I understand that PyGram's API is primarily oriented toward providing an edit distance between two trees (and it's impressively efficient for that). Now I am hoping to get something closer to a summary of changes - e.g. for shallow trees with branches [2, 3, 4, 5] vs. [2, 3, 6, 8, 5] I might expect [([2], [2]), ([3],[3]), ([4], [6, 8]), (5, 5)]. Heuristic is fine. Can you give me a little clue on how you would approach this?

Hey,

Great to see interest in PyGram! After working on it to help a friend's
research project I was always amazed that the PQ-Gram algorithm isn't more
widely used.

As far as your question is concerned, I'm not sure I can think of a good
solution related to PQ-Gram. The problem with using PQ-Gram (PyGram or any
other implementation) for something like this is that PQ-Gram doesn't
actually compare the trees, so there is not really a point where you can
extract data which directly compares two trees.

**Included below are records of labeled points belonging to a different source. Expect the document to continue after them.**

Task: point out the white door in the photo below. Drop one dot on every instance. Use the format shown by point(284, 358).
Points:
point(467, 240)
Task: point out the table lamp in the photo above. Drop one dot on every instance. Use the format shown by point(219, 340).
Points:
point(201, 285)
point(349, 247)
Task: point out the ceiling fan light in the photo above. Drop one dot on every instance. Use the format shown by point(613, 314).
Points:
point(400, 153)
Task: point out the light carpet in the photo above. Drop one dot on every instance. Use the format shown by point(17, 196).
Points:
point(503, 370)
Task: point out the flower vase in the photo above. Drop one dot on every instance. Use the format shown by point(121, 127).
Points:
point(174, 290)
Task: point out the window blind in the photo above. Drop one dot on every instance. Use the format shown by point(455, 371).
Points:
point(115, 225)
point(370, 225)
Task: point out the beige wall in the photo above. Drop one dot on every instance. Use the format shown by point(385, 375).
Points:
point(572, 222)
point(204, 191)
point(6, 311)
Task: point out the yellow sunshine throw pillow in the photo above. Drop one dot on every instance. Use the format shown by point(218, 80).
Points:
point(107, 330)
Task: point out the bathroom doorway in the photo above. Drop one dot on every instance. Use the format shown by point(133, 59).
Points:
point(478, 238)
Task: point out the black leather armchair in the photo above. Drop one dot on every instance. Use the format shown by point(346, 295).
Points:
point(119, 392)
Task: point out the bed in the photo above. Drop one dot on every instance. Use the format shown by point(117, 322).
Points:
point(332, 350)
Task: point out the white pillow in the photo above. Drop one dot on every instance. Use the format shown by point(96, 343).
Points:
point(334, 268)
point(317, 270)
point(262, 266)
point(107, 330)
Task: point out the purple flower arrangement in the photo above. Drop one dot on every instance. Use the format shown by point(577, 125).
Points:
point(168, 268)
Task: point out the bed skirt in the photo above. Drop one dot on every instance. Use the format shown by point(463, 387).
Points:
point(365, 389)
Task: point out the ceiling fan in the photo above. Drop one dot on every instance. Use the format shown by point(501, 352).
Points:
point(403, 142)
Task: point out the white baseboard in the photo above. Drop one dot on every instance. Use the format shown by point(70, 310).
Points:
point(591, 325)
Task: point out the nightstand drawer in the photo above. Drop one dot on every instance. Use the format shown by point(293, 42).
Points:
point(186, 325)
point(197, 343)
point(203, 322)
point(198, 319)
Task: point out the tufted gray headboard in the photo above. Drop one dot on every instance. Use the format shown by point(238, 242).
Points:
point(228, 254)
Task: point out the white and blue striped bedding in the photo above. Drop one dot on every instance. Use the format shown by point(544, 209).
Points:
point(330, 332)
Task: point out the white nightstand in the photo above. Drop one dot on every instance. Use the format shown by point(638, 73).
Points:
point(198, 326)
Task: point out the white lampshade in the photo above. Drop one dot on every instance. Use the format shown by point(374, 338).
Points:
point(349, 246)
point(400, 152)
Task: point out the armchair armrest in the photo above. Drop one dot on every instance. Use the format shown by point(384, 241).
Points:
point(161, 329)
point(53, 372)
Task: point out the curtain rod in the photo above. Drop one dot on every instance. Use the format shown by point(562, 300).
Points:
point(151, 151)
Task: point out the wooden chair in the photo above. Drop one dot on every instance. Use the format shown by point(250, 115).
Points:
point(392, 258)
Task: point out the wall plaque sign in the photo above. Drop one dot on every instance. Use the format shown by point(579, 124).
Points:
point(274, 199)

In a simple case like the one you described it is clear that simply doing a
walk-through comparison of two trees could be done in linear time, in order
to summarize the changes what you're actually looking for are the edit
steps, which get much more complicated.

Are you concerned with an absolute summary of changes or simply determining
the differences at branching points or leaf nodes? If you are concerned
about branching points/leaf nodes you could start with a simple greedy
solution: traverse both trees and save pairs of nodes. When two nodes
differ mark those two branches as divergent and skip the remainder of that
branch until no matching nodes remain.

If you're concerned with an absolute summary trying to match the two trees
as best as possible you are likely going to want to look at absolute
tree-edit distance algorithms like Zhang and Shasha (
https://github.com/timtadh/zhang-shasha). That was actually developed as a
comparison at the same time I wrote PyGram. Timtadh has done more work in
this area may also be able to help you out with this.

-Tyler

On Mon, Apr 1, 2013 at 6:02 PM, Sasha Hart notifications@github.com wrote:

This is really just a request for information and please forgive me if I'm
asking a stupid question!

I understand that PyGram's API is primarily oriented toward providing an
edit distance between two trees (and it's impressively efficient for that).
Now I am hoping to get something closer to a summary of changes - e.g. for
shallow trees with branches [2, 3, 4, 5] vs. [2, 3, 6, 8, 5] I might expect
[([2], [2]), ([3],[3]), ([4], [6, 8]), (5, 5)]. Heuristic is fine. Can you
give me a little clue on how you would approach this?


Reply to this email directly or view it on GitHubhttps://github.com//issues/1
.

This is really helpful input. Thanks so much.